Reduction (also known as folding in functional programming) is the action of computing the value of some associative and commutative operation (i.e., $(a \circ b) \circ c = a \circ (b \circ c)$ and $a \circ b = b \circ a$) over a range of arbitrary elements.
The simplest example of reduction is calculating the sum an array:
int sum(int *a, int n) {
int s = 0;
for (int i = 0; i < n; i++)
s += a[i];
return s;
}
The naive approach is not so straightforward to vectorize, because the state of the loop (sum $s$ on the current prefix) depends on the previous iteration. The way to overcome this is to split a single scalar accumulator $s$ into 8 separate ones, so that $s_i$ would contain the sum of every 8th element of the original array, shifted by $i$:
$$ s_i = \sum_{j=0}^{n / 8} a_{8 \cdot j + i } $$If we store these 8 accumulators in a single 256-bit vector, we can update them all at once by adding consecutive 8-element segments of the array.

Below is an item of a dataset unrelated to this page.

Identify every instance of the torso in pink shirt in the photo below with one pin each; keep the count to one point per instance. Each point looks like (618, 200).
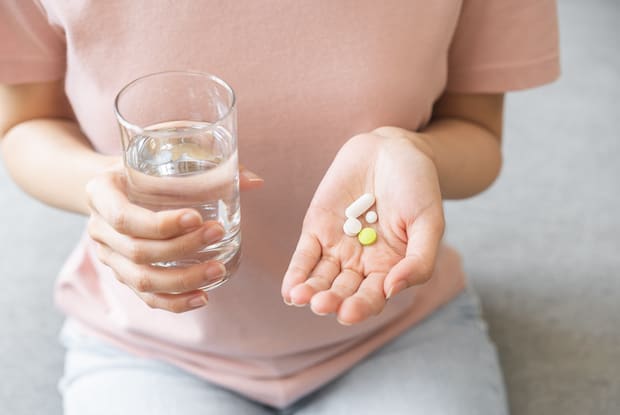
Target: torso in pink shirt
(308, 76)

With vector extensions, this is straightforward:
int sum_simd(v8si *a, int n) {
// ^ you can just cast a pointer normally, like with any other pointer type
v8si s = {0};
for (int i = 0; i < n / 8; i++)
s += a[i];
int res = 0;
// sum 8 accumulators into one
for (int i = 0; i < 8; i++)
res += s[i];
// add the remainder of a
for (int i = n / 8 * 8; i < n; i++)
res += a[i];
return res;
}
You can use this approach for other reductions, such as for finding the minimum or the xor-sum of an array.

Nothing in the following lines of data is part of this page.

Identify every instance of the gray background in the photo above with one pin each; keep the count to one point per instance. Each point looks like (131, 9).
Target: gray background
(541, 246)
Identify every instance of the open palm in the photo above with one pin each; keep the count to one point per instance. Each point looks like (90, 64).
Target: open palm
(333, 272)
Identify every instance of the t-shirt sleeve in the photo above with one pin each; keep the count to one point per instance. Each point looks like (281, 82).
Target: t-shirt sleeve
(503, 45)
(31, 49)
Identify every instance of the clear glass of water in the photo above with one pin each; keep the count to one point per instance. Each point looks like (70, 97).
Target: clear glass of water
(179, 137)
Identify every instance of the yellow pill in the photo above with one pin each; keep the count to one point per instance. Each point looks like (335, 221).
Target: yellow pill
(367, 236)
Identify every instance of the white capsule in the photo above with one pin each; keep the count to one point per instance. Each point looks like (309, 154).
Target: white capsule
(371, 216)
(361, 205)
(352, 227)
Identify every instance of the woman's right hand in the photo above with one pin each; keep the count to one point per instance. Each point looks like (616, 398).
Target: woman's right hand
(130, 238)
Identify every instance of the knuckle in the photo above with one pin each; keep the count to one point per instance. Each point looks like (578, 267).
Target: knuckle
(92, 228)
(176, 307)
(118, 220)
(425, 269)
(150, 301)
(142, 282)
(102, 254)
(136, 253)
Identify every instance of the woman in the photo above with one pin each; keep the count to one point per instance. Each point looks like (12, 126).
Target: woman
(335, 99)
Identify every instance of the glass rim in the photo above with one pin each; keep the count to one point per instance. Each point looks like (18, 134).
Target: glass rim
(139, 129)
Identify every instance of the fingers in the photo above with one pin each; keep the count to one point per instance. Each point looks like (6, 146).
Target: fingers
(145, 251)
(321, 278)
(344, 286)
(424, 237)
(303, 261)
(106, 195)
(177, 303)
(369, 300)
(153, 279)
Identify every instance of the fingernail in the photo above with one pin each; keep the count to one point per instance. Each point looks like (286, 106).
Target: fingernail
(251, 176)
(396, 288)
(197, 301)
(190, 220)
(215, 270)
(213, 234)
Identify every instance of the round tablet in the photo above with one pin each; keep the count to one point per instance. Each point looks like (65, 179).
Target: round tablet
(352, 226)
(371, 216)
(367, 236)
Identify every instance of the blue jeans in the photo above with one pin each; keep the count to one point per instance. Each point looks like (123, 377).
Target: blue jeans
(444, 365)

#Instruction-Level Parallelism
Our implementation matches what the compiler produces automatically, but it is actually suboptimal: when we use just one accumulator, we have to wait one cycle between the loop iterations for a vector addition to complete, while the throughput of corresponding instruction is 2 on this microarchitecture.

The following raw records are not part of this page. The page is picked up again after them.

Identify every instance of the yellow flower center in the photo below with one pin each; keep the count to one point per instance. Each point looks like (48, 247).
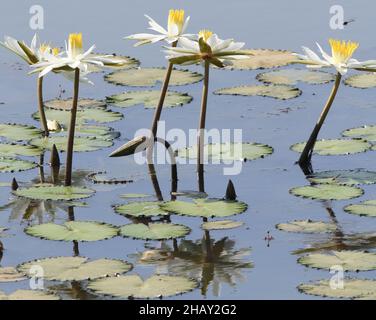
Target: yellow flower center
(176, 17)
(342, 50)
(75, 43)
(205, 34)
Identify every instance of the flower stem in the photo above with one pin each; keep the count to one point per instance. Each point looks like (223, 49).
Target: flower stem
(200, 138)
(42, 114)
(305, 157)
(72, 125)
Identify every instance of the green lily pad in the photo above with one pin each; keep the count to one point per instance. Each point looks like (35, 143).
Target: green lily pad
(12, 150)
(348, 260)
(75, 268)
(208, 208)
(335, 147)
(221, 225)
(307, 226)
(148, 77)
(29, 295)
(344, 177)
(229, 151)
(362, 81)
(81, 144)
(149, 99)
(327, 192)
(66, 104)
(364, 208)
(263, 59)
(14, 165)
(133, 286)
(154, 231)
(352, 289)
(281, 92)
(73, 231)
(19, 132)
(293, 76)
(141, 209)
(99, 115)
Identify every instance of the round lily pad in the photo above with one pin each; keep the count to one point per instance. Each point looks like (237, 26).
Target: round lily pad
(352, 289)
(281, 92)
(293, 76)
(229, 151)
(19, 132)
(12, 150)
(344, 177)
(335, 147)
(81, 144)
(141, 209)
(52, 192)
(29, 295)
(327, 192)
(208, 208)
(348, 260)
(147, 77)
(149, 99)
(14, 165)
(262, 59)
(133, 286)
(154, 231)
(66, 104)
(221, 225)
(307, 226)
(362, 81)
(73, 231)
(364, 208)
(75, 268)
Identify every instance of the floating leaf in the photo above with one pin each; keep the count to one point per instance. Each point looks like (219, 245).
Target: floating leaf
(263, 58)
(147, 77)
(66, 104)
(52, 192)
(75, 268)
(352, 289)
(154, 231)
(134, 286)
(273, 91)
(221, 225)
(73, 231)
(344, 177)
(334, 147)
(18, 132)
(149, 99)
(327, 192)
(307, 226)
(81, 144)
(11, 150)
(208, 208)
(365, 208)
(29, 295)
(348, 260)
(14, 165)
(229, 151)
(141, 209)
(293, 76)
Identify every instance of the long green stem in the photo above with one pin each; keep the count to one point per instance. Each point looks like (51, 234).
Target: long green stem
(200, 137)
(72, 125)
(305, 157)
(42, 114)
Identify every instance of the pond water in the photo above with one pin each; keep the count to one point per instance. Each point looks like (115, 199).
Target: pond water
(263, 184)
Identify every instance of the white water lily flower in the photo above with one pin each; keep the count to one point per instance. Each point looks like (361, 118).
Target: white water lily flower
(176, 27)
(341, 58)
(209, 47)
(74, 57)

If we again divide the array in $B \geq 2$ parts and use a separate accumulator for each, we can saturate the throughput of vector addition and increase the performance twofold:
const int B = 2; // how many vector accumulators to use
int sum_simd(v8si *a, int n) {
v8si b[B] = {0};
for (int i = 0; i + (B - 1) < n / 8; i += B)
for (int j = 0; j < B; j++)
b[j] += a[i + j];
// sum all vector accumulators into one
for (int i = 1; i < B; i++)
b[0] += b[i];
int s = 0;
// sum 8 scalar accumulators into one
for (int i = 0; i < 8; i++)
s += b[0][i];
// add the remainder of a
for (int i = n / (8 * B) * (8 * B); i < n; i++)
s += a[i];
return s;
}
If you have more than 2 relevant execution ports, you can increase the B
constant accordingly, but the $n$-fold performance increase will only apply to arrays that fit into L1 cache — memory bandwidth will be the bottleneck for anything larger.
#Horizontal Summation
The part where we sum up the 8 accumulators stored in a vector register into a single scalar to get the total sum is called “horizontal summation.”
Although extracting and adding every scalar one by one only takes a constant number of cycles, it can be computed slightly faster using a special instruction that adds together pairs of adjacent elements in a register.
Since it is a very specific operation, it can only be done with SIMD intrinsics — although the compiler probably emits roughly the same procedure for the scalar code anyway:
int hsum(__m256i x) {
__m128i l = _mm256_extracti128_si256(x, 0);
__m128i h = _mm256_extracti128_si256(x, 1);
l = _mm_add_epi32(l, h);
l = _mm_hadd_epi32(l, l);
return _mm_extract_epi32(l, 0) + _mm_extract_epi32(l, 1);
}
There are other similar instructions, e.g., for integer multiplication or calculating absolute differences between adjacent elements (used in image processing).
There is also one specific instruction, _mm_minpos_epu16
, that calculates the horizontal minimum and its index among eight 16-bit integers. This is the only horizontal reduction that works in one go: all others are computed in multiple steps.